I'm not going to ask your age, Janine, but I'll tell you this:
I had no interest in having children until I turned 30, at which my hormones became one single hormone: I must have a baby.
I cried when I saw a pregnant woman. I cried twice as hard when I saw a woman, often younger than me, pregnant and pushing a stroller.
So beware girlfriend - the breeding thing is part of our lizard brain and can surface from the bubbling murk, flicking its tongue and hissing 'make us a mom, Janine.'
It's running a bit late with me then, Madeline. I'm 44 and no there's sign of my lizard hormones yet...
I read that cartoon totally wrong. As in, not being positive about being female. That's scary.
My daughter wishes she was a boy. I wish she could see how being a girl can give her the best of both worlds, though.
And my son recently got cross with his granny because he wanted to be pretty, not handsome, and it was hard for her to cope with that.
Jo, when I was little I too wished I could be a boy. That's because I saw no grown women in the media or in real life who related in any way to how I felt about myself. Women in real life were mothers, full stop. Women on TV were cowardly, ineffective, scatterbrained and fundamentally useless until a bloke came along to rescue them, and their only purpose in a story was to distract the hero from doing cool, important stuff by making him fall in love (a process he clearly resented).

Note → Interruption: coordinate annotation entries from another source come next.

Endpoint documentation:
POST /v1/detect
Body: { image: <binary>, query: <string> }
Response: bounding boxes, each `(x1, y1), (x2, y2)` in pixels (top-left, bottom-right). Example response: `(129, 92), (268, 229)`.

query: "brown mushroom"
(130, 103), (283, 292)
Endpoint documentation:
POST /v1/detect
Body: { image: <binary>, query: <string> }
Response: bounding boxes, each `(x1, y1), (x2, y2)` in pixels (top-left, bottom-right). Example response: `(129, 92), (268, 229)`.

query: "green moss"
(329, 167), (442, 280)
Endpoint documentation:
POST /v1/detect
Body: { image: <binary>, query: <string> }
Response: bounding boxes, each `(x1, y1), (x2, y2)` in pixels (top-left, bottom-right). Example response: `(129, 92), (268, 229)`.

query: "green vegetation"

Tomboys existed to be "cured."
Having a well-developed sense of self (or ego, ahem), it didn't actually occur to me that I was a freak - I just thought the rest of the world was wrong. I know role models for women have improved (somewhat) since those days, but it would have saved me so much isolation and anger if someone could have got through to me that there are loads of different types of women and I could grow up into any damn sort of person I liked. *Sigh* My heart goes out to your Olivia.
And as for Bodhi and his granny ... Yeah. Heh: last year my family came up to visit and we went to a craft fair. My nephew (aged 6ish) really wanted to buy a Chinese paper fan so that he could keep himself and his Grandad and Grandma cool on the hot train on the way back. His Grandad nearly had a stroke, muttering "Little boys don't use fans!" in a strangled undertone but not quite daring to forbid the kid in front of me because he knew he was being, well, homophobic. These things are so ingrained by our upbringing...
(I bought my nephew the fan. Heh heh.)
Thanks so much for the link, Janine, and I am glad you appreciated the musing! :) I've been away at a retreat over the weekend without my computer, so I'm just seeing this now.
"it just means that our social definition of what women (and indeed, men) are like is way too narrow"
I utterly agree. I have felt that way as long as I remember...I recall feeling confounded by (what seemed to me) the idiocy of saying boys are supposed to be a certain way and girls another when I was a kid.
It seems to me too so important to recognize these assumptions and how ingrained indeed they seem to be in the collective psyche in order to open our perspectives (and thus the collective perspective)—in the ultimate service of wholeness and authenticity for all individuals.
Lastly, I relate to what you say here too, Janine. When I was younger I remember growing furious in the face of sexism and gender stereotypes because so many of them did not seem to fit me. So what did that mean—I was defective or something? The view I used to present was that perhaps this is a sign that the stereotypes themselves are what are defective!! (Grrrr...)
Ahem. Anyway, thanks again, and thanks for sharing this. :)
Oh thank you Emerald! I am so happy you enjoyed the post dedicated to you. I hope your retreat went well!